Women with breast cancer who have inherited a damaged version of a gene called CHEK2 are at increased risk of dying from the disease, a major new study reports.
The international consortium which produced the report, including a scientist from The Institute of Cancer Research, indicated that testing some women with a first breast cancer for CHEK2 could allow treatments to be tailored to their level of need.
The large-scale study analysed data from over 25,571 women with breast cancer, and found 459 with CHEK2 mutations. The team tracked the long-term prognosis of these patients over up to 20 years and an average of six-and-a-half years. Among women with oestrogen-receptor positive breast cancer, the most common type of the disease, those with a CHEK2 mutation were three-and-a-half times more likely to develop a second breast cancer and 1.6 times more likely to die from the disease than non-carriers.
A mutation of the CHEK2 gene affects around one in 50 breast cancer patients of northern or eastern European descent. It does not affect women from other ethnic backgrounds.
One of the study authors, Professor Montse Garcia-Closas, professor of epidemiology at The Institute of Cancer Research, said: “Survival from breast cancer has improved markedly over the past few decades, but there remain some patients who do not respond so well to treatment. Identifying those at greater risk of the disease returning is critical if we are to improve survival rates. This study shows that CHEK2 mutations significantly increase the chances of the disease returning. Now that we know this, we need to carry out further studies to look at ways we can provide specific treatment options for these patients.”

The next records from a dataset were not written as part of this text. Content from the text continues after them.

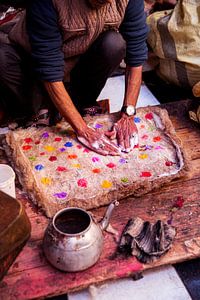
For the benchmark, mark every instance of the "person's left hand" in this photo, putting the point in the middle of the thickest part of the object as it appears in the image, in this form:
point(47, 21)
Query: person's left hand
point(126, 133)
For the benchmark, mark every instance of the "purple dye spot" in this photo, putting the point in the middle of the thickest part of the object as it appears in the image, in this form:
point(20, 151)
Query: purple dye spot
point(39, 167)
point(137, 120)
point(68, 144)
point(45, 135)
point(61, 195)
point(95, 159)
point(97, 126)
point(122, 160)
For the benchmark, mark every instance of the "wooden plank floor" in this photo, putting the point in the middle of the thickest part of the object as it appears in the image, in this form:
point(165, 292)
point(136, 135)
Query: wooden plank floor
point(31, 277)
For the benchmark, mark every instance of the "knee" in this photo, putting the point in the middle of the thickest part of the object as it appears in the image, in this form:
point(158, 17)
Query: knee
point(113, 46)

In the research paper, published in the Journal of Clinical Oncology, the authors ask whether women of northern or eastern European descent who have had oestrogen-receptor positive breast cancer should be routinely tested for a CHEK2 fault. They suggest further studies are needed to find out if women with the fault should be offered a preventative mastectomy because of the high risk of the disease returning. In addition, they suggest that affected women could be offered anti-oestrogen treatment, such as tamoxifen, for a longer period than for other patients, because of these patients’ increased risk.
“There are few known genetic factors which influence long-term prognosis among breast cancer patients,” Prof. Garcia-Closas adds. “It is important we understand more about how CHEK2 mutations affect patients. However, we also need to find other genetic factors which help identify higher-risk women.”